Did you ever think a group of men would come together to talk about love? Jesus gave a strong statement on love in John 15:12, “My command is this: Love one another as I have loved you.” And then, when asked by a Pharisaic lawyer, ‘Teacher, which is the greatest commandment in the law?’ Jesus answered him with, “’You shall love the LORD your God with all your heart and with all your soul and with all your mind.’ This is the greatest commandment. And the second is like it: ‘Love your neighbor as yourself.’ All the Law and the Prophets hang on these two commandments.” (Matthew 22: 36-40). These are two very strong statements by Jesus that calls us to love others and not condemn.
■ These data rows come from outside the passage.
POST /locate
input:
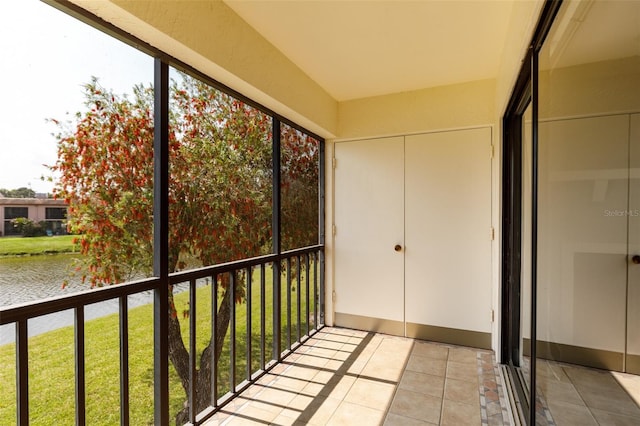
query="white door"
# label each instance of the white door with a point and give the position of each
(436, 196)
(633, 303)
(448, 238)
(369, 211)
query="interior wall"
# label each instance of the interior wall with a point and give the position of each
(212, 38)
(445, 107)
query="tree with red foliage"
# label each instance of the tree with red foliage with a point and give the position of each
(220, 193)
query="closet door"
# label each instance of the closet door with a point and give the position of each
(369, 235)
(448, 236)
(633, 285)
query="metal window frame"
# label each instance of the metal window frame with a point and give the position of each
(525, 93)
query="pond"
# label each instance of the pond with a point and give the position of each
(28, 278)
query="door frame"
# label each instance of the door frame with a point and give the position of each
(525, 92)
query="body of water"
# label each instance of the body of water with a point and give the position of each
(30, 278)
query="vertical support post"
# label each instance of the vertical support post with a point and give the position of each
(534, 231)
(81, 394)
(161, 243)
(299, 296)
(263, 312)
(288, 303)
(249, 294)
(308, 301)
(321, 226)
(277, 245)
(22, 376)
(193, 409)
(214, 339)
(124, 360)
(232, 330)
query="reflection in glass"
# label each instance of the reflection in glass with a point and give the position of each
(589, 95)
(525, 259)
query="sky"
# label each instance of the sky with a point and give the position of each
(47, 56)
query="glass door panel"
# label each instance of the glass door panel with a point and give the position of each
(632, 364)
(587, 287)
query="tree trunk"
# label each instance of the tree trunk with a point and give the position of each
(179, 357)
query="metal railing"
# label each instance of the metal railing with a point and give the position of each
(282, 296)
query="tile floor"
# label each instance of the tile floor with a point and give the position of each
(574, 395)
(349, 377)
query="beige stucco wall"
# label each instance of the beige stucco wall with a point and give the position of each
(445, 107)
(213, 39)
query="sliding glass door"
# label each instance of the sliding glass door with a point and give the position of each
(571, 217)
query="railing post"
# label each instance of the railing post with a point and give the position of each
(161, 242)
(277, 244)
(22, 375)
(81, 396)
(321, 226)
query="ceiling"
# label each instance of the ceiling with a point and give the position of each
(357, 49)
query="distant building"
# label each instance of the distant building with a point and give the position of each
(53, 212)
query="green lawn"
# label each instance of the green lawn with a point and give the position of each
(51, 362)
(13, 246)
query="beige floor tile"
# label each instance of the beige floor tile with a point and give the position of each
(463, 355)
(388, 373)
(565, 414)
(553, 390)
(422, 383)
(312, 361)
(282, 420)
(338, 387)
(357, 367)
(459, 414)
(416, 406)
(372, 394)
(613, 401)
(630, 383)
(319, 411)
(551, 371)
(254, 413)
(605, 418)
(431, 366)
(398, 420)
(300, 372)
(585, 378)
(297, 406)
(342, 355)
(430, 350)
(349, 414)
(321, 352)
(462, 371)
(462, 391)
(273, 400)
(334, 365)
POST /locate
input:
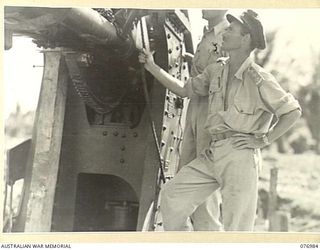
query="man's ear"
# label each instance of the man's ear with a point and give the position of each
(247, 39)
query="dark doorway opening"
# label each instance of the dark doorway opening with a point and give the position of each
(105, 203)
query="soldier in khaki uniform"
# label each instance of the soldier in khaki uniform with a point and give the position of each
(243, 99)
(196, 137)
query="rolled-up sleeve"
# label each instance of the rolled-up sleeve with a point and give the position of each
(276, 99)
(198, 85)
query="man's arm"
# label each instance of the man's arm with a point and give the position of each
(168, 81)
(285, 122)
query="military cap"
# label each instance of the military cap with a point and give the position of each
(249, 19)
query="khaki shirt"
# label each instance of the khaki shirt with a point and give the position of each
(196, 137)
(254, 98)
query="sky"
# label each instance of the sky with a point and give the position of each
(298, 33)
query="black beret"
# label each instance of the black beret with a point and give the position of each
(249, 19)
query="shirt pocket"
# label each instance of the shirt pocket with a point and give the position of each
(245, 106)
(215, 86)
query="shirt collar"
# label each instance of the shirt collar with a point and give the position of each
(246, 64)
(220, 27)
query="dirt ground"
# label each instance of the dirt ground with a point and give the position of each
(298, 189)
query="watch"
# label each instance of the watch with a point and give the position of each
(265, 139)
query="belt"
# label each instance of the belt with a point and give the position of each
(222, 136)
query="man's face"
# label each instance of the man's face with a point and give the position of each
(232, 37)
(210, 14)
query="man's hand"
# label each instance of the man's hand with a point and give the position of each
(242, 141)
(146, 57)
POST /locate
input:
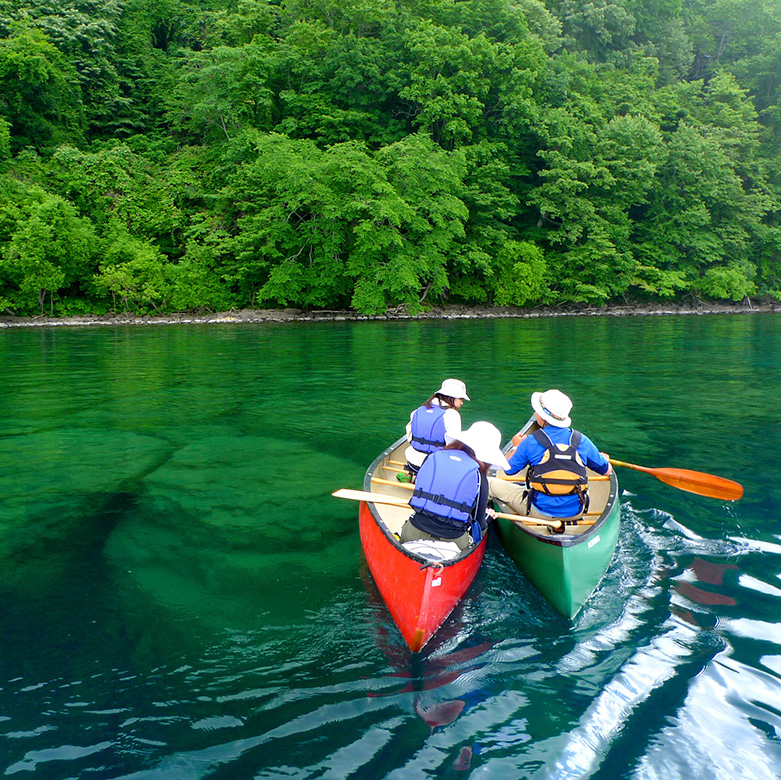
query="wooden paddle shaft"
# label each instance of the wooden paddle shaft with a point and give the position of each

This past week in Men’s Life, we struggled and discussed what this “love” really is and how we express it to a world that is hurting and sinful, exactly like us.
It seems clear that to follow the example of Christ means we are called to love and serve others. Love is not defined as something we do when we like, feel comfortable with, or fully accept all things about another person. Jesus didn’t mean we can pick and choose who to love. A key phrase is in John 15:12, “…as I have loved you.” This sends chills down my spine as I think of the implication! Jesus became man to live amongst us and serve before giving the gift of life to ALL of us through His death and resurrection. He clearly didn’t choose any particular person or group to love. Lest we forget that He was born the Jewish Messiah, yet during his life he spent time with people marginalized by the Jewish leaders and in his death and resurrection he extended forgiveness and salvation to the gentiles and all mankind! This was a radical change that even the disciples struggled with after He returned to be with God. If we are to be Christ followers and live His commandments in scripture, we need to love and serve everyone. We don’t get the convenience of choosing based on religious preference, nationality, income status, personality, dress or hairstyle, etc. Jesus’ love has NO exclusions, and neither should ours.
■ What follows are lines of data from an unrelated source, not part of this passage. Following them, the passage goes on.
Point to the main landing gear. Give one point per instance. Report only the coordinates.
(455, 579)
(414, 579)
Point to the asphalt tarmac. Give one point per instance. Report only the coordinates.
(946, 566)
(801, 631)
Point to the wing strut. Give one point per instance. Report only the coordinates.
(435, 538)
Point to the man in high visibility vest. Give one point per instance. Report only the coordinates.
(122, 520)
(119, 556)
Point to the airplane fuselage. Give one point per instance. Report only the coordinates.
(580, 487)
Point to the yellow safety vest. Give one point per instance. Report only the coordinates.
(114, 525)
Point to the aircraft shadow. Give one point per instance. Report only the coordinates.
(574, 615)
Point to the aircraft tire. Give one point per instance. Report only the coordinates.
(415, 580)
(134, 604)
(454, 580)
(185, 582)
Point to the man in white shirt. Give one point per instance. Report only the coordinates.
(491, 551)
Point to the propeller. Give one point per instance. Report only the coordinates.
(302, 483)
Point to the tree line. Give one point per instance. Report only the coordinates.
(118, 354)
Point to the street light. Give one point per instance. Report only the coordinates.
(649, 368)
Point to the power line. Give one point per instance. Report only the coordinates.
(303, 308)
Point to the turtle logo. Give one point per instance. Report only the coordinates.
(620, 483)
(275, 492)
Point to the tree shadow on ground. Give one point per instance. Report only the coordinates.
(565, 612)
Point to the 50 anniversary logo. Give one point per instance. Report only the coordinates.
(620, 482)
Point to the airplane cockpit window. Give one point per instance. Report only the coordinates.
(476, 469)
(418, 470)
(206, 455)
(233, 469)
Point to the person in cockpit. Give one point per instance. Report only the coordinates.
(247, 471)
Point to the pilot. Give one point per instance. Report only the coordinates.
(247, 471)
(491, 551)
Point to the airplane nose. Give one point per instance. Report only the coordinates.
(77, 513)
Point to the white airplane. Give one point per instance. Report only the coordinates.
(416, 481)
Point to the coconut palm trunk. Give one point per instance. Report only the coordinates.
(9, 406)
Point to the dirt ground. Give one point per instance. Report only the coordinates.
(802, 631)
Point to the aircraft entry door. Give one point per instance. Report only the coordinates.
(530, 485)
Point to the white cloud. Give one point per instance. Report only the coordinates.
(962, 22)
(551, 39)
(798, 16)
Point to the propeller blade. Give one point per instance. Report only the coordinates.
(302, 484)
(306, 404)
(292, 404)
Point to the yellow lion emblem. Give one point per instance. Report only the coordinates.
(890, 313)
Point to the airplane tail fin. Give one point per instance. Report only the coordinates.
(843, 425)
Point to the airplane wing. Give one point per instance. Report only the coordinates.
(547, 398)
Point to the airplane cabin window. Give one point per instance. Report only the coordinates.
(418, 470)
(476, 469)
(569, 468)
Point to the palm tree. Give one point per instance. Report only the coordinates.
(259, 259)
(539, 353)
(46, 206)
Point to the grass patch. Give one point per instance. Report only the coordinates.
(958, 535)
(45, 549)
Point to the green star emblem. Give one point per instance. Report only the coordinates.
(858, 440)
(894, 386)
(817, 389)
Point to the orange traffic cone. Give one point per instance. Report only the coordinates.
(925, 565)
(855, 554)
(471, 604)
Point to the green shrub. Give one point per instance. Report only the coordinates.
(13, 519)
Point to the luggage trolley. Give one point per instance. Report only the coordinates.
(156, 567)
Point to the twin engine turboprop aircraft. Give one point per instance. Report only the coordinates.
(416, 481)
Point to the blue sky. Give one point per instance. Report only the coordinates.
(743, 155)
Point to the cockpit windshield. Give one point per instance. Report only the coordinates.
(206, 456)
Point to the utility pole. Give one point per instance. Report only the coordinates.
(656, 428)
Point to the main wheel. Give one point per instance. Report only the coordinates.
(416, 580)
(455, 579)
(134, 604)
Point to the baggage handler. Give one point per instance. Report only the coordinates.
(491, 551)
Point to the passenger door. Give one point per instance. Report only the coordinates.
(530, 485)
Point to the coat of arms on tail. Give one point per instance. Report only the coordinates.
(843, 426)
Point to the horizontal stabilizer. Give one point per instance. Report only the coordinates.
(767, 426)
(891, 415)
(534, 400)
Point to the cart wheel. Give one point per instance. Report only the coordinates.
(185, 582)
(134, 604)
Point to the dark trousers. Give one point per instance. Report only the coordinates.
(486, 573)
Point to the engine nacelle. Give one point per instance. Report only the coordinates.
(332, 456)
In addition, Jesus didn’t condemn or change people prior to loving them. We talked about the story of the adulterous woman brought before Jesus by the Pharisees (John 8:3-11). The woman clearly broke a commandment and by Jewish law, she deserved to die. Jesus’ reaction to the situation is life changing. He listened to the Pharisees charges, without expressing anger or judgment in their actions. He then turned the table on them by asking which of them has never sinned. In the end, He was left with the woman standing before him with no accusers. Jesus made it clear to her he didn’t condemn her, but rather, He simply asked her to, “go and sin no more.” This passage shows us a clear way to relieve the tension between loving and confronting. Love isn’t a warm fuzzy feeling of acceptance; it is an action to introduce others to Christ. It is acknowledging that His love has no exclusions and neither should ours! We must have an active love that meets people’s needs and prayerfully leads them towards living Christ-like lives while having faith that God will change their hearts without us having to publicly rebuke their sins. God calls us to love, listen, discern, and respond. It doesn’t mean we endorse or encourage sin. But we must always ask ourselves if our response is “loving in the same way Jesus loved us.”
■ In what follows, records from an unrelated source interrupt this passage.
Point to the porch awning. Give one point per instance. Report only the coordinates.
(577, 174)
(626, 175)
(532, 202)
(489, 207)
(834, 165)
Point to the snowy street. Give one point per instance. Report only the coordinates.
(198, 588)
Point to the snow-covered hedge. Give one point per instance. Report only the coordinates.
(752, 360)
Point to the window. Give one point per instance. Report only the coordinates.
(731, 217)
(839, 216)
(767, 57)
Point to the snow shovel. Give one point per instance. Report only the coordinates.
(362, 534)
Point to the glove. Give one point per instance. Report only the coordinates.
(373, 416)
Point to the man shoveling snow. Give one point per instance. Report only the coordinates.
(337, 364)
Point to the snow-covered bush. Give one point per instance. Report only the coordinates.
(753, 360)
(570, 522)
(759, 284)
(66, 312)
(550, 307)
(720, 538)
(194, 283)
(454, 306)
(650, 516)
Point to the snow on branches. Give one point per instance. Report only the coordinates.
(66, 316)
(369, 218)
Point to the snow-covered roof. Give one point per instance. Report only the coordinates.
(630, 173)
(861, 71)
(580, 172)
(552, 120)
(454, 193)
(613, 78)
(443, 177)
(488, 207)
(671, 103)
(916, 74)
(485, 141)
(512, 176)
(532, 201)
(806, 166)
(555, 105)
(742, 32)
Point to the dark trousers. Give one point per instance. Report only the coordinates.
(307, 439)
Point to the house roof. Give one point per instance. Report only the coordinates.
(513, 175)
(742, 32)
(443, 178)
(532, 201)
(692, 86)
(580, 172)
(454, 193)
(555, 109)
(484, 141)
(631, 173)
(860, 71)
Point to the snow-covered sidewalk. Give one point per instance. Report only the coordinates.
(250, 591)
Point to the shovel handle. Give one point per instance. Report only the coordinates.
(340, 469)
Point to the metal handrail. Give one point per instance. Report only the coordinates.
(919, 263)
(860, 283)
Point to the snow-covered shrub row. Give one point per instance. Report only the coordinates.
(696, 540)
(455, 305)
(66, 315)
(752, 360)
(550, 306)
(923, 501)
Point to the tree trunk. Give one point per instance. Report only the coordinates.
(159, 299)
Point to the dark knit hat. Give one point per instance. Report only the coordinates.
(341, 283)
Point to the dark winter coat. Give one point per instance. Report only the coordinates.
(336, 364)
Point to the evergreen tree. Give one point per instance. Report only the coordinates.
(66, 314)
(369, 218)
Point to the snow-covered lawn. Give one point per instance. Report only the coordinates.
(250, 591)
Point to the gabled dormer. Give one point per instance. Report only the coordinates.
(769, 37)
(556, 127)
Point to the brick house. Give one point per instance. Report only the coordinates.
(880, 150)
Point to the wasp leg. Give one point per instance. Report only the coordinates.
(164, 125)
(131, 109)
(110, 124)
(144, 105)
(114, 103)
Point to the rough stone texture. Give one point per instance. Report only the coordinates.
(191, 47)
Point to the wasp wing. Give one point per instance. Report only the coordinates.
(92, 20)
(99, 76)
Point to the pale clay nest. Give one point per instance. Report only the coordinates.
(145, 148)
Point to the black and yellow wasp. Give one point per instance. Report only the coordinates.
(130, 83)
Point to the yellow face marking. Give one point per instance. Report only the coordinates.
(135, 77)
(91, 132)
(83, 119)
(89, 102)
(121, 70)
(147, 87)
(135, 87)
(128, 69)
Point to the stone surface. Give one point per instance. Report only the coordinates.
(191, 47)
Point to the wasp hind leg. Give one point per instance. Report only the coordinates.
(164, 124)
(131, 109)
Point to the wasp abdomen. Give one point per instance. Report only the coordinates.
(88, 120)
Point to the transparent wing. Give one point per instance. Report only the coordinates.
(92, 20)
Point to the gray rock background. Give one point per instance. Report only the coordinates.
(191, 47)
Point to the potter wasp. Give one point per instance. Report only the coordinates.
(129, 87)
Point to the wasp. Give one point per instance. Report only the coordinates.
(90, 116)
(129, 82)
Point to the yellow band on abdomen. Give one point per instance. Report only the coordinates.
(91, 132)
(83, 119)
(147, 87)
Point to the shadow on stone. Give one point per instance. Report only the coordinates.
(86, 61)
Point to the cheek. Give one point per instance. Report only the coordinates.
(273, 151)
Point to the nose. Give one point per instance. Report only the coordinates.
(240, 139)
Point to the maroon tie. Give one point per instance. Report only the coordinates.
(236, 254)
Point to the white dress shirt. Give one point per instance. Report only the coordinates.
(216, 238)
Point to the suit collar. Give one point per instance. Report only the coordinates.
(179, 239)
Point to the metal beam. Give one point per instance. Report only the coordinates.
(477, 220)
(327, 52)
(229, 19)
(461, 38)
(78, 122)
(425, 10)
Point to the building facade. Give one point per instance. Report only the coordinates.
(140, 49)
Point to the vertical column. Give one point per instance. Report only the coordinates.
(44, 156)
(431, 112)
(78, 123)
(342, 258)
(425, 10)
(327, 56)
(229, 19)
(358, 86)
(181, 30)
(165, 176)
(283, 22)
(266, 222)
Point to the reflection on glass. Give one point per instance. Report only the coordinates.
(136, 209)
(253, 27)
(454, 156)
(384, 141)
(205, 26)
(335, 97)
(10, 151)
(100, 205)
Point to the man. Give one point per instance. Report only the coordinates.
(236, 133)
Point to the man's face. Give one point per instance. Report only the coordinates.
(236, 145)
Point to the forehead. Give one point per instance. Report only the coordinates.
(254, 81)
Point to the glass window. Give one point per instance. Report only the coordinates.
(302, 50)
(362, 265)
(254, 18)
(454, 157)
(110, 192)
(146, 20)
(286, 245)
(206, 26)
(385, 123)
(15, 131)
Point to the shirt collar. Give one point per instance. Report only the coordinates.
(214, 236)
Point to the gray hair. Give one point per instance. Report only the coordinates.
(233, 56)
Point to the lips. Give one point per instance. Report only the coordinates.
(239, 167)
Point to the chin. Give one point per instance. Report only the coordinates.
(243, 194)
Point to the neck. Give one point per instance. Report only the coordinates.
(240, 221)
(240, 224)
We are blessed to live in a diverse community where the entire world comes to us. However, in our humanness, it can be challenging to engage because we need to move from our comfort zone into the margins. This is where God wants us and His greatest work is often done in these margins. By loving our neighbors the way Jesus showed us, we can overcome our differences, here in Bloomington and across the world! So, choose love and let God change their and our hearts when needed.